Armstrong wants to move to Beecher Terrace, a housing project in the West End. She dreads being placed in assisted living or, even worse, a high rise. She’s not a fan of elevators.

Like many seniors, she cherishes her independence, which is tricky in subsidized housing.

On the night 24-year-old Lavel White, a filmmaker, heard about Sheppard Square being torn down, he decided he would make a documentary about his old home. He lived there during the late 1990s and early 2000s.

First, he got on Facebook:

“Growing pains is the best way to describe my time there in the housing development. My journey and story is just like thousands of other boys and girls that have interacted or dealt with the Square in some instance … I know for a fact that living in poverty is not stable because a lot of people I know up close and personal are on their 3rd or 4th move in this so-called ‘project shuffle.’”

On June 1, he arrives with a photographer and starts directing shots of the empty courtyards and the historic plaque dedicated to William Sheppard, a sign that pleads, “Help make us proud to live in our neighborhood!” Sweat drips from his face as he hustles from point to point.

White spots two young men, friends of his cousins, who reluctantly agree to an interview. The moment a mic is clipped on, they act goofy, flash Clarksdale tattoos and twist their fingers into signs.

“What do you want me to say?” one asks. White explains he’s trying to get a feel for how people are reacting to the news of HOPE VI.

“Tear us down, move us to the West End,” his friend responds. “All we know is the bricks.” They go on to talk about the Clarksdale vs. Sheppard Square turf wars, once dormant when separated by a few blocks. But upon Clarksdale’s demolition, dozens of displaced residents landed at Sheppard Square, flaring violence.

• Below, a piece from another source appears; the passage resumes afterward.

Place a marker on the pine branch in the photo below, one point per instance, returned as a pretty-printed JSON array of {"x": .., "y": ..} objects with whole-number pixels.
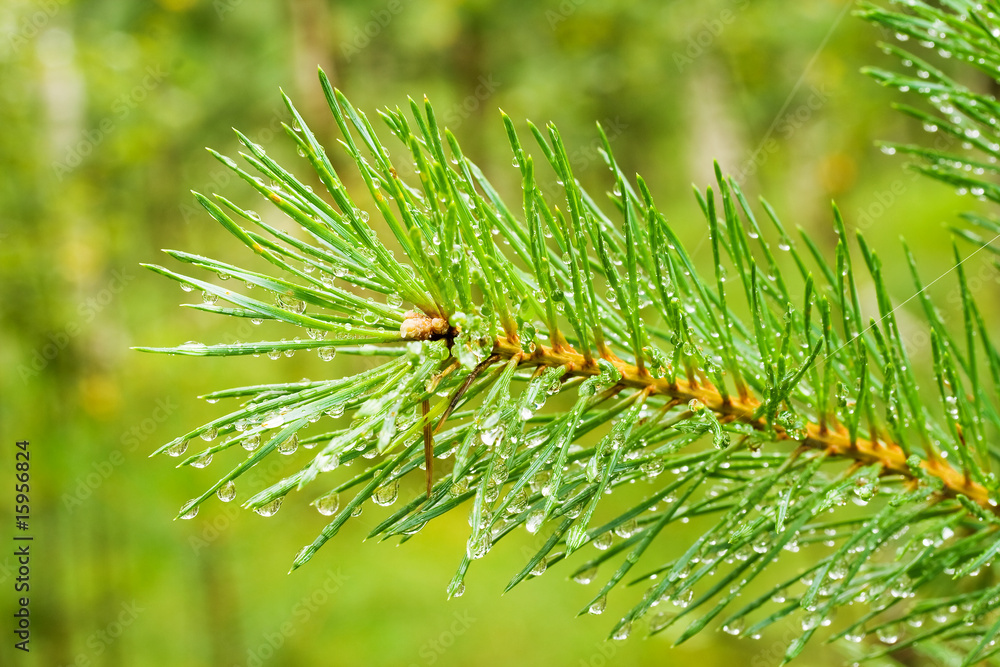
[{"x": 768, "y": 392}]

On days like these, when White returns to Sheppard Square, he gets frustrated. Most of the people he went to middle and high school with are still here. White didn’t know his father growing up. He remembers revering those headed in the wrong direction.

“I had my fair share of fights. Brawls,” he says. “I knew people in the drug trade, and that’s a normal thing growing up in an area like that.”

White started taking school seriously his junior year. He met people through the YMCA and Presbyterian Community Center that encouraged him to sit on youth councils and pursue creative projects. Once he was around other kids with aspirations, he felt motivated. Now a graduate of University of Louisville, he says he comes back to Sheppard Square with a different perspective.

“I went through this stuff. I lived through this,” he says. “But systematically, things were really wrong and jacked up the way we were living.”

A few times, walks around the complex abruptly ended at yellow police tape, a body or blood.

“It’s traumatizing seeing death,” he says. “Kids are suffering from post-traumatic stress, and they don’t know they have anger problems. They’re witnessing things that a normal, ideal kid in another neighborhood isn’t experiencing.”

In that regard, he hopes the next generation of children who grow up in scattered public housing or mixed-income neighborhoods will have greater access to positive influences. HUD’s new neighborhood revitalization program, Choice Neighborhoods, emphasizes the need to incorporate educational opportunities, but for now, one final HOPE VI project in Louisville is on the horizon. Like so many, White is torn. The only guarantee is that people are moving out. Not up.

He raises his forearms to show the words “smoke” and “town” tattooed, each word engorged in ink flames.

“This is where I had my fondest memories,” he says, adding that it’s where he met his closest friends, and it’s where some of his family still lives. “That’s where I really felt at home … I got my war wounds and really grew up in Sheppard Square.”